For example, a family member that I want to support has the following positive attributes and supports:
- Gregarious, optimistic attitude
- Lots of loving family members and friends
- A good number of interests and great curiosity
- Socially interested
So as I think about this, I recognize that one of the best ways to support this individual is through the social path.
As educators and parents we want the best for all the people we serve, we want to do what is right for them. As we think about this, it's important to start with the positives with questions such as the following:
- What are his/her positive attributes, strengths, and characteristics?
- Where is she/he happiest, most productive, engaged, and empowered?
- What do we currently do that positively supports this individual?
And once we've determined the positive parts of the profile and situation, we can then think of the needs.
- What's holding this individual back?
- What does he/she need to do better?
- What challenges could undermine his/her success, happiness, forward movement?
As I think of another individual I know, I find myself wanting to try out this strategy.

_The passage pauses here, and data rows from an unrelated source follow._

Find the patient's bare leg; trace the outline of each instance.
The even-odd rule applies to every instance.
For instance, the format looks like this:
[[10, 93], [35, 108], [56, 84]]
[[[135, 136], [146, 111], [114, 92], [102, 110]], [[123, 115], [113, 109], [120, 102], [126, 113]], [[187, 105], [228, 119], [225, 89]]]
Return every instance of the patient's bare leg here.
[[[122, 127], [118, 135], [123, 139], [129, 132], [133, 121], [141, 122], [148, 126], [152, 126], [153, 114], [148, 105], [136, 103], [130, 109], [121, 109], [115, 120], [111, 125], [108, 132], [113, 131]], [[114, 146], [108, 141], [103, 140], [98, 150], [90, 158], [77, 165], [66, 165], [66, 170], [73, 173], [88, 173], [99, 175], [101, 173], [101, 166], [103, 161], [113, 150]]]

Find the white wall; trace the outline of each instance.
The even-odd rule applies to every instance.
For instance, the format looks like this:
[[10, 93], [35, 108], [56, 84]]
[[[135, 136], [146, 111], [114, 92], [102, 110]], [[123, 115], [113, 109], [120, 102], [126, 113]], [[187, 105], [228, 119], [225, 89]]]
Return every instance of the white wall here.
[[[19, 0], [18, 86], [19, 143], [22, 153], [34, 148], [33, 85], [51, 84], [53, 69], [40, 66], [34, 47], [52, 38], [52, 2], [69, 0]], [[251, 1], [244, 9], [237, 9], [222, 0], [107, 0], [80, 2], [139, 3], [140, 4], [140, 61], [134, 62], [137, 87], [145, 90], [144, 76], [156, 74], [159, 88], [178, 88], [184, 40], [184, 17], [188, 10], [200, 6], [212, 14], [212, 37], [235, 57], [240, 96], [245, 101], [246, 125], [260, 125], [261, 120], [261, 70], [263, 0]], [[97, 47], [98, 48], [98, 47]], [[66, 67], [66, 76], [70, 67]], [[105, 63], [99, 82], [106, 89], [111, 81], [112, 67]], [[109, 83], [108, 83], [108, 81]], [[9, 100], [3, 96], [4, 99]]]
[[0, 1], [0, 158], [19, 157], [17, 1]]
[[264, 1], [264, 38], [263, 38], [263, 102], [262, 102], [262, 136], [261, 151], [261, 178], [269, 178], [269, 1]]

The individual's strengths include the following:
- Lots of loving family members
- Physical strength, artistic interests/strengths, a desire to do well for self and others
This individual's struggles include the following:
- Time, money, and access to steady supports
- Steady confidence and perseverance in light of the challenges that exist
So remains the effort of how to we work towards those steady supports which will result in the needed steady confidence and perseverance. In this situation, I can see how good family support, social services and counseling can help to attain those steady supports.
As I think more about this strengths based model, I wonder how I can use it more with self, family members, and students. Essentially using a model of where are the strengths and how we can maximize those strengths to support areas of challenge.
I know this is probably not new to anyone, but as I think of it, it's a great way to face issues of individual need and promise in any venue. One I want to explore more, and one that probably has been documented under other names in multiple disciplines.